Almost every new electric car (EV) uses lithium-ion batteries, the same basic type of rechargeable battery that powers most phones, laptops, and other handheld devices.
Lithium-ion differs from the lead-acid batteries that were used to power early EVs, and are still often used as 12V batteries on most combustion-engined vehicles.
These batteries are known as lithium-ion because of their fundamental principles of operation. This is explained in more detail here.
Put simply, a redox reaction caused by the interaction of the battery terminals (anode and cathode) with the electrolyte stimulates the transfer of positively-charged electrons (lithium ions) around the electrical circuit from the anode to the cathode when the battery is being discharged.
In an EV, the circuit is connected to a motor, allowing the vehicle to move as the ions move through it. When the battery is being recharged, the ions flow in the opposite direction from the cathode back to the anode.
Typically, the anode in a lithium-ion cell is made from a carbon-based material such as graphite. The acronyms mentioned above, such as LFP, NMC, and NCA, describe the chemistry of the cathode used to store the lithium.
Therefore, LFP equates to lithium-iron-phosphate (the F is derived from Fe, the chemical symbol for iron), NMC refers to nickel-manganese-cobalt, and NCA refers to nickel-cobalt-aluminium, another cathode chemistry. These are all sub-types of lithium-ion batteries.
This story will describe some of the practical benefits and drawbacks of each type of cathode chemistry, and how they can affect the performance and cost of your EV.
What lithium-ion based cathode chemistry does my car use?
Information around the specific type of cathode chemistry used by your EV’s lithium-ion battery can be difficult to come across, but a starting point could be finding out where your vehicle is made.
China is a specialist in the development and manufacture of LFP batteries.
Cars made there, such as newer Tesla Model 3 vehicles and cars from Chinese brands such as BYD, are more likely to use LFP technology.
Volkswagen and Ford are also investigating the use of LFP batteries for certain models.
If your EV is an older model or made outside of China, it may be using an NMC or NCA chemistry rather than LFP.
Benefits and drawbacks: Driving
LFP batteries are generally less energy dense than their NMC and NCA counterparts. On the face of it, this means an LFP battery with an equivalent mass to these rival technologies will be able store less energy and thereby have a reduced range.
While this may be the case initially, a holistic calculation of potential range must also take into account other factors, such as aerodynamics and the energy efficiency of components such as the motors and HVAC system.
It’s in these areas an LFP-based vehicle can compensate for the potential reduction in energy density of the battery.
The Model 3, for example, features excellent aerodynamics with a low coefficient of drag (0.23 Cd) and a heat pump to maximise the efficiency of the heater in cold weather, ensuring there’s less of an impact on range when production switched to an LFP battery after moving to China.

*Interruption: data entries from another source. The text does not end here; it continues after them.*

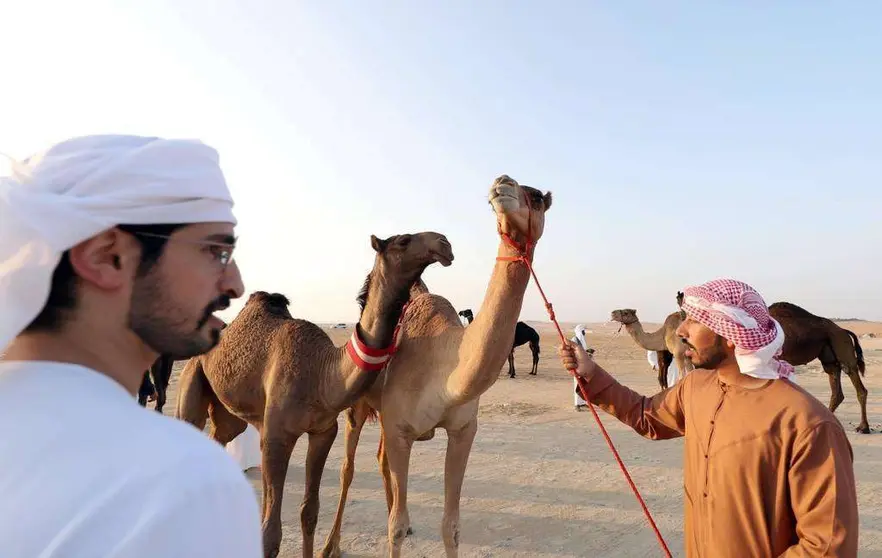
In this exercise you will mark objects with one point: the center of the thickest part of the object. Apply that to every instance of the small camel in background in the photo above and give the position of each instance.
(524, 334)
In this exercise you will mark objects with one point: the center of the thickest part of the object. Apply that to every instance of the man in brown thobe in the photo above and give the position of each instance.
(768, 469)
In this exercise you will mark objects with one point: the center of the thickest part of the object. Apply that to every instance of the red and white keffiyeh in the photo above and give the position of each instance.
(735, 311)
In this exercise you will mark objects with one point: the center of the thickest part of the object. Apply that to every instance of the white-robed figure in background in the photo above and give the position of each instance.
(245, 448)
(113, 250)
(579, 338)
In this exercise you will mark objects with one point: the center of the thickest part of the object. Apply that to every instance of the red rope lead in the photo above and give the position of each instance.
(584, 389)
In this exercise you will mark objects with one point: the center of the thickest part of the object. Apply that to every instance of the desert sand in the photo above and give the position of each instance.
(541, 481)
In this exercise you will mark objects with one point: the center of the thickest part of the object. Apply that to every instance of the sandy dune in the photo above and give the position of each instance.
(541, 481)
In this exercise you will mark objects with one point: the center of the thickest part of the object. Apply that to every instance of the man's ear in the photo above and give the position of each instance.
(106, 260)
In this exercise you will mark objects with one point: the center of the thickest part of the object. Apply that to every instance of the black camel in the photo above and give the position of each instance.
(524, 334)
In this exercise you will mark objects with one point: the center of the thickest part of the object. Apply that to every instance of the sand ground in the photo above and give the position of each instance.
(541, 481)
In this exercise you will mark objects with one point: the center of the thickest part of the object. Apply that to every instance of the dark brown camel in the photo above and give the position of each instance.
(524, 334)
(808, 337)
(287, 378)
(161, 374)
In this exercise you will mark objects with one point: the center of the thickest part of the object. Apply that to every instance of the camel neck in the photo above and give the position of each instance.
(376, 328)
(654, 341)
(488, 340)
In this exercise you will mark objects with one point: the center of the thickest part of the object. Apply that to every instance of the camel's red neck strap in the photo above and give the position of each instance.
(373, 360)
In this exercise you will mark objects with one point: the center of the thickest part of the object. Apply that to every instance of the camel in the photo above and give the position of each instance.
(524, 334)
(441, 370)
(664, 339)
(285, 377)
(808, 337)
(161, 373)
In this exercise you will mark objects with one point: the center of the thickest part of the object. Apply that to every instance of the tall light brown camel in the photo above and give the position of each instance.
(441, 370)
(286, 378)
(808, 337)
(663, 339)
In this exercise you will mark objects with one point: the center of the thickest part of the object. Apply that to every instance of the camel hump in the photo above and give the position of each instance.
(790, 310)
(792, 314)
(272, 303)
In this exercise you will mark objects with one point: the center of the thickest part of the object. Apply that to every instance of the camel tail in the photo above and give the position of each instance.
(859, 353)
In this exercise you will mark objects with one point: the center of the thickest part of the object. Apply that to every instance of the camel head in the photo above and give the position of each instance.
(401, 260)
(520, 210)
(680, 297)
(272, 303)
(412, 253)
(404, 257)
(625, 316)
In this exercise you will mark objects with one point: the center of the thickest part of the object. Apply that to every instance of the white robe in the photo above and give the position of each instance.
(245, 448)
(86, 471)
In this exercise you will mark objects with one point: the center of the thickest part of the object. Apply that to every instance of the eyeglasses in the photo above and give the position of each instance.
(222, 251)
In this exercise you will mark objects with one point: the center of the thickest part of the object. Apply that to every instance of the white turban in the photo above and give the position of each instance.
(87, 185)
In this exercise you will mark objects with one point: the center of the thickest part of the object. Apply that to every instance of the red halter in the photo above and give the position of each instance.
(374, 360)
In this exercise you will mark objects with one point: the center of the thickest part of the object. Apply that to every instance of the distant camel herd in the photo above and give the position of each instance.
(410, 364)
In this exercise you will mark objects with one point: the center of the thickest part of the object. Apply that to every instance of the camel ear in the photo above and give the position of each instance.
(378, 244)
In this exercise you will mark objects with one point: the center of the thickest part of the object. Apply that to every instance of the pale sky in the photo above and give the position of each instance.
(683, 141)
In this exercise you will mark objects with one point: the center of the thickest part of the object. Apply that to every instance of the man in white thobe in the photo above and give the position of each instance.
(113, 249)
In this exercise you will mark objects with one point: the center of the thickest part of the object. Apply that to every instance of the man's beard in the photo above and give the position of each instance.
(163, 327)
(710, 358)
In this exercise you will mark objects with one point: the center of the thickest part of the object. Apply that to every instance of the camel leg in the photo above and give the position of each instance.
(662, 371)
(193, 395)
(354, 425)
(224, 425)
(834, 373)
(316, 457)
(276, 453)
(383, 464)
(459, 446)
(855, 377)
(397, 449)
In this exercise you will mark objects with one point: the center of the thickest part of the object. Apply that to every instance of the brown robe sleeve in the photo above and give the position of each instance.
(823, 494)
(659, 417)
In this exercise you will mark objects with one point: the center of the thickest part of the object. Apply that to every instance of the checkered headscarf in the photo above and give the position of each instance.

Manufacturers can also compensate for the reduction in energy density by simply adding in more capacity, although of all the battery types an LFP one would will be heaviest with the same capacity as NMC and NCA batteries.

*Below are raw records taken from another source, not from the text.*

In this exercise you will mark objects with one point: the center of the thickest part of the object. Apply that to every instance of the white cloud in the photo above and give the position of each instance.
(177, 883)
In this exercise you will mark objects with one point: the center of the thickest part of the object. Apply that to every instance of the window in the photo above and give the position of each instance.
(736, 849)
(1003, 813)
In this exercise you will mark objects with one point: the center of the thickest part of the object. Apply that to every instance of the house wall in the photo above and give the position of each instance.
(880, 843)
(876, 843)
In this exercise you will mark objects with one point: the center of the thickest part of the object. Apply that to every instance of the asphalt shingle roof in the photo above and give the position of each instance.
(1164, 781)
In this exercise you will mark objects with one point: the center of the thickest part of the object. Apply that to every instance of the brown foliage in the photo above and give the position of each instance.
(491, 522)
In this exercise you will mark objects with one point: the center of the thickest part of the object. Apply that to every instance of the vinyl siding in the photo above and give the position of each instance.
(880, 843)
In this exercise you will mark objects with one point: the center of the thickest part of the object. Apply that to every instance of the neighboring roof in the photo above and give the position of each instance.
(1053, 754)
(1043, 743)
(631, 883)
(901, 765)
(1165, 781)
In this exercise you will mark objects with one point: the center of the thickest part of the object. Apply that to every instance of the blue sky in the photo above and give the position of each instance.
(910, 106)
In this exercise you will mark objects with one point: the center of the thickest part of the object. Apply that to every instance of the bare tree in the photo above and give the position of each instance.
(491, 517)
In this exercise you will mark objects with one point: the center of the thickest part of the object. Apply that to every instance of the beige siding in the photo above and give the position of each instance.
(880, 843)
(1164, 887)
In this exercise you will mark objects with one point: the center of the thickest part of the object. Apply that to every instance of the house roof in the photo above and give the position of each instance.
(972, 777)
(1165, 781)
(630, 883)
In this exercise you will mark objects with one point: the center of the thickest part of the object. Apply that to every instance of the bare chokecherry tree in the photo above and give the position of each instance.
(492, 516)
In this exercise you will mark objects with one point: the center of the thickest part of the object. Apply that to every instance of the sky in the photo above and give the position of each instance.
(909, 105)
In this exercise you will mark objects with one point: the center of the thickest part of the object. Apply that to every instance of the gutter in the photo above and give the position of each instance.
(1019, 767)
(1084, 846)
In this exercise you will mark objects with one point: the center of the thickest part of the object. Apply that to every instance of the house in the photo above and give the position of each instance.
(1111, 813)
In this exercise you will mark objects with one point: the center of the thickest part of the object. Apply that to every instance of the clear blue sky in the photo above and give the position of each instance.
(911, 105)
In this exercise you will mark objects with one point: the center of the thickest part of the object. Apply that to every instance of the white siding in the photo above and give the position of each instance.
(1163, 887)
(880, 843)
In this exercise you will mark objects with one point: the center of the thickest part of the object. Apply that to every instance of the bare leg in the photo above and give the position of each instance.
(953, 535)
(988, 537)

Weight is the ultimate adversary of an electric vehicle, compromising everything from range to dynamics. In this regard, non-LFP battery chemistries may hold an advantage.
Initial reports of customers driving LFP Model 3 vehicles in Europe also reported issues with cold-weather range and fast charging performance, but this is likely an issue with software calibration rather than the physical characteristics of the LFP battery itself.
Other benefits and drawbacks
NMC and NCA battery chemistries use rare earth material such as cobalt and nickel that are in limited supply.
They’re also expensive and environmentally ruinous to mine. The Democratic Republic of Congo accounted for 100,000 tonnes, or 70 per cent of the world’s cobalt production in 2019, but has a poor track record for human rights, with cobalt supply chain workers suffering from inhumane conditions.
LFP, in comparison, uses iron and phosphate, both of which are far more common and easier to source, which in turn makes them cheaper to produce, facilitating cost savings that can be passed on to customers… or shareholders.
An equally practical advantage is that LFP batteries are able to be regularly charged to 100 per cent without adversely affecting the long-term lifespan of the battery.
In contrast, for typical NMC or NCA batteries, manufacturers generally recommend only charging to 100 per cent occasionally – such as for longer road trips – to preserve battery life.